# Then and now...



## jamesgpobog (Feb 18, 2012)

A few 'then and now' pix from the boiler room of USS Mispillion, AO 105. The last 2 will be in a following post in this thread.

1. From check level, BT3 Ken Dodd lighting fires in #1 boiler (fwd stbd) 1972. The camera position is close to right above the Bailey Board.

2. Close to same position, 1/12/12, Mare Island drydock.

3. From boiler flat, looking aft at #4 boiler (aft port) 1972. BTFN Wayne Rankin sharpens his knife as BTFN Michael Dougherty (Bootcamp) and BTFN Tex Wilkerson peer from the firebox access hatch.
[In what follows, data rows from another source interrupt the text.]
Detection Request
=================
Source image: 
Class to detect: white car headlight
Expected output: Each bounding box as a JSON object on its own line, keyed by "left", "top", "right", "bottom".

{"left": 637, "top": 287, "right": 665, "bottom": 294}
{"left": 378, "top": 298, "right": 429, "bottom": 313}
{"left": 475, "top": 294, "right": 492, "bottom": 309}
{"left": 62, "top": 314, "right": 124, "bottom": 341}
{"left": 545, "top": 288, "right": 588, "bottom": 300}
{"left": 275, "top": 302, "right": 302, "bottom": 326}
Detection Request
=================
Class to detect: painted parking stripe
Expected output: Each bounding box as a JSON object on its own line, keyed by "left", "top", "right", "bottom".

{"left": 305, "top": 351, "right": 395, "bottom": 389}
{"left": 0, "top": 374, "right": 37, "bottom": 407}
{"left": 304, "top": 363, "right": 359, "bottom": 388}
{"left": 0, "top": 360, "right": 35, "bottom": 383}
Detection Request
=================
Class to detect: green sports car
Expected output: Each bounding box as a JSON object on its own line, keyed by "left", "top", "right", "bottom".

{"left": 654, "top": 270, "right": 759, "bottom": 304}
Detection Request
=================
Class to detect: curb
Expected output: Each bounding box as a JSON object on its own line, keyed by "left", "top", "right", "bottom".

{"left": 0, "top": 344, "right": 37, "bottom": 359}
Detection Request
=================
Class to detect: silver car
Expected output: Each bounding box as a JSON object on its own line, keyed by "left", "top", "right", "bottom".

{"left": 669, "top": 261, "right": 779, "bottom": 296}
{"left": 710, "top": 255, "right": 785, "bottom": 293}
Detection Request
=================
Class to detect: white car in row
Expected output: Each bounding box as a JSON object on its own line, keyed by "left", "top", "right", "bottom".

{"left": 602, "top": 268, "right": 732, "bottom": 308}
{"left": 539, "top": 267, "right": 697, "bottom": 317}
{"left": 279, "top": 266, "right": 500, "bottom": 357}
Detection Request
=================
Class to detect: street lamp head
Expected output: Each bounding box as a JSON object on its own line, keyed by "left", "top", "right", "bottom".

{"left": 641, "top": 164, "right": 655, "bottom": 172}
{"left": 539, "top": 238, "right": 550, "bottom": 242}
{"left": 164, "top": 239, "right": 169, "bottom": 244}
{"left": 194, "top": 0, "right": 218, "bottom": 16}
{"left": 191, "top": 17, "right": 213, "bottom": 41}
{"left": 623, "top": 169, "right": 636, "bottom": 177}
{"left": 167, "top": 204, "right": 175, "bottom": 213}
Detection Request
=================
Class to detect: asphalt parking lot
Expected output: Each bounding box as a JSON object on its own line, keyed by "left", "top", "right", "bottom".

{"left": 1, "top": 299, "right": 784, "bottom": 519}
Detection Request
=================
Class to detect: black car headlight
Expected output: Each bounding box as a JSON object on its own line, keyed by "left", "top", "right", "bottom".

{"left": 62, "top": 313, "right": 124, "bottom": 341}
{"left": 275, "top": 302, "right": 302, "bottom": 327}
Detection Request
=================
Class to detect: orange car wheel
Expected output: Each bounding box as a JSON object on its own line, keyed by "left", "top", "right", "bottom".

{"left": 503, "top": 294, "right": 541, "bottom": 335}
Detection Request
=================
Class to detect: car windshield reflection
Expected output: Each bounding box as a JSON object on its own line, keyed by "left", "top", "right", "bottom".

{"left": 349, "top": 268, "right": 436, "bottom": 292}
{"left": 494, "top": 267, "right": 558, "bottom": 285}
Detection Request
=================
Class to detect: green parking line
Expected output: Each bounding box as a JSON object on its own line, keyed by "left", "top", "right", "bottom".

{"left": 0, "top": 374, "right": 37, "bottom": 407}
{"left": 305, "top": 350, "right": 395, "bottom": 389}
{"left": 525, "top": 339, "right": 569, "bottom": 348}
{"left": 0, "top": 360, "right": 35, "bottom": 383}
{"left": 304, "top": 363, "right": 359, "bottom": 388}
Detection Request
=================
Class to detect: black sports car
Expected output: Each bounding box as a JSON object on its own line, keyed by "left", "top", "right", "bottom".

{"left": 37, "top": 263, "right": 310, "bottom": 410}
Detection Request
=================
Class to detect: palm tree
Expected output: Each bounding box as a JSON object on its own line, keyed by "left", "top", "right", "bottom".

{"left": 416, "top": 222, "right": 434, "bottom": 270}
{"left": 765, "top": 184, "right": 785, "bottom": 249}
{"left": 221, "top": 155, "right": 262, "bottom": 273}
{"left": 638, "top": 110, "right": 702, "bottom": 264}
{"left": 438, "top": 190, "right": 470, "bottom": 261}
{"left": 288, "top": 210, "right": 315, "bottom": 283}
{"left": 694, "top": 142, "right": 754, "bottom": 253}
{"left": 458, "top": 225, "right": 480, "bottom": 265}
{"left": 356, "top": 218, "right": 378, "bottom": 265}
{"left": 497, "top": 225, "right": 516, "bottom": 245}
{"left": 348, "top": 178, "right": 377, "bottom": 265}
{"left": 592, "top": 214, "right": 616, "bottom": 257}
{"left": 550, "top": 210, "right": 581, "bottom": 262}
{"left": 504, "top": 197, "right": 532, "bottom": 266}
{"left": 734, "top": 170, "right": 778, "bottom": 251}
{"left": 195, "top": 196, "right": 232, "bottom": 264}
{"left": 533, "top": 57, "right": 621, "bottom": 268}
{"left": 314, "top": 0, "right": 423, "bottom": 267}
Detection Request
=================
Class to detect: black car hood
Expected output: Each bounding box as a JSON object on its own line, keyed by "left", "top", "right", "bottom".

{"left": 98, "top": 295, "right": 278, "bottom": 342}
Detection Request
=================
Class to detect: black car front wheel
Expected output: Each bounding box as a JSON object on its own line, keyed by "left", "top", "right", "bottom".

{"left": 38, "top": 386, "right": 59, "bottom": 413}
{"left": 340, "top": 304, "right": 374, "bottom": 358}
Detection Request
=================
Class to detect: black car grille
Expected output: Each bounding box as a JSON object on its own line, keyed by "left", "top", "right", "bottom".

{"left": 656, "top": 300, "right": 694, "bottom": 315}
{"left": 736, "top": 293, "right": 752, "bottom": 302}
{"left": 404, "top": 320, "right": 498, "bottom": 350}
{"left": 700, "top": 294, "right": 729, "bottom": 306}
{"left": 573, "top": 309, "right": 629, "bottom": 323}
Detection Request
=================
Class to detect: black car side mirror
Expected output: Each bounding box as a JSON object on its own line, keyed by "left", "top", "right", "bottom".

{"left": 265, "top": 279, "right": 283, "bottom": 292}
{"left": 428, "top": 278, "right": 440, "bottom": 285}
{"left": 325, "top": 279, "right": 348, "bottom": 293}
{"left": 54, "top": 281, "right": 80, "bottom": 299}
They are actually kneeling in the air casing, taking a break from doing firesides.

4. Close to same position, 1/12/12, Mare Island drydock.


----------



## jamesgpobog (Feb 18, 2012)

5. Much of B division, early 1972, in front of the Bailey Board.
Back row: BTFN Graham Symmons, BT2 Toby Renya, BTFN Michael Dougherty, BT3 Ken Dodd, BTFN Dan Gary, BTFN James Pobog (me).
Front row: BTFN Wayne Rankin, BT3 Larry Young, BT3 Charles Brubaker.

6. From near the same position, 1/12/12, Mare Island drydock.


----------